Если сможешь отыскать немного еды, забирай ее с собой. Зайфрид привозил табак и обменивал его на пищу, на дрова, на лекарства для Отто.
Но спасла Зайфрида и его семью вода. Они пили много воды, хорошей воды, которую приносили из проверенного родника. Проще и лучше лекарства не было.
52
Из драгоценной записной книжки В.Б., монолог Зайфрида, не использованный в окончательном газетном тексте (удивляет терпение В.Б., с которым он выслушивал монологи палача):
«Из всех городов, которые я посещал по долгу службы, Требинье осталось для меня самым милым и самым красивым. Сейчас не трудно туда добраться, поездом, красота, по лучшей в мире дороге, подремывая или разглядывая дивные пейзажи. Вечером выезжаешь из Сараево, а будит тебя утренний свет. Такой необычный, что кажется тебе, будто ты еще сон видишь, и вот в таких-то чувствах, в таком штимунге въезжаешь в Требинье. Позади Попово поле, мимо которого тащился весь день до обеда, и вот тебе речка Требишница и сам город. Я родился в горах, где тоже много света, вовсе не мрачно, как принято думать, я не в лесу родился, не в ущелье, которых в этой стране не счесть, но тот свет совсем не такой, как здесь, в Герцеговине.

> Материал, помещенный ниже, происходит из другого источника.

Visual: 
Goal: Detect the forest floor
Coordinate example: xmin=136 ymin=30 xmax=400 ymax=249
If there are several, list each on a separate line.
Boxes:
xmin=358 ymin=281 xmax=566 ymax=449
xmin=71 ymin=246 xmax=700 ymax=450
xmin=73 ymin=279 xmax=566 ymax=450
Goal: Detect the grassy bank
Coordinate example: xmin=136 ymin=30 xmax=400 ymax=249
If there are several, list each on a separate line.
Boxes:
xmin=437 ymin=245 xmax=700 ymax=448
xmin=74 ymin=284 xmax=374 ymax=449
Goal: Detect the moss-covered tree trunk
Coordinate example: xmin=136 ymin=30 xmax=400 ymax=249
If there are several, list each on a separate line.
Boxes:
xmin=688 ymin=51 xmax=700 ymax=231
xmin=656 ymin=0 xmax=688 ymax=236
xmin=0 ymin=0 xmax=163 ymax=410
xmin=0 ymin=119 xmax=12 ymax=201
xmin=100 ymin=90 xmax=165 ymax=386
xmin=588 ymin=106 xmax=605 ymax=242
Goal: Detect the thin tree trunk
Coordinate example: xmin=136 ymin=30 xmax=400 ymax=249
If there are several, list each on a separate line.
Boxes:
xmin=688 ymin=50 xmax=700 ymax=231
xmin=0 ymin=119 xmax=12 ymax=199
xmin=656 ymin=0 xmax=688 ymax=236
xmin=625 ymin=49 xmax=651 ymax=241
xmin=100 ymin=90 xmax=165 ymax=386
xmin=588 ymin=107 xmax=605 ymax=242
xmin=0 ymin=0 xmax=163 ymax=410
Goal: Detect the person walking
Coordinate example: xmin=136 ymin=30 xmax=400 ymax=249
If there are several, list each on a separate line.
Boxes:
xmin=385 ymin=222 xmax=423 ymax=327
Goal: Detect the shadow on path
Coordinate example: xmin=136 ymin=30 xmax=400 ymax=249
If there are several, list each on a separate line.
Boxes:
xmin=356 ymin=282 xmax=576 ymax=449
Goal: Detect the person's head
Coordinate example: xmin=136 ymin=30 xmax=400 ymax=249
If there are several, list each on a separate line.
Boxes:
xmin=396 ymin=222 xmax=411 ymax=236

Почему я вам обо всем этом рассказываю? Из-за людей, вот почему. Люди здесь больше похожи на землю и камни, но не на этот свет. Мало кого этот утренний свет вынудил распахнуть душу навстречу. Об этом и проповедники говорили. Я долго не мог понять, как это и почему, но после покушения и начала войны, особенно в пятнадцатом и шестнадцатом году, у меня открылись глаза. Я никак не мог понять, откуда у людей такая жертвенность, никому не нужная, что у старых, что у молодых. Кто-то из тех, что вешал черногорцев на ветвях словно белье на просушку, сказал: они скорее герои, а не люди. То же можно было сказать и про герцеговинцев, тех, что живут между Требиньем и Невесиньем.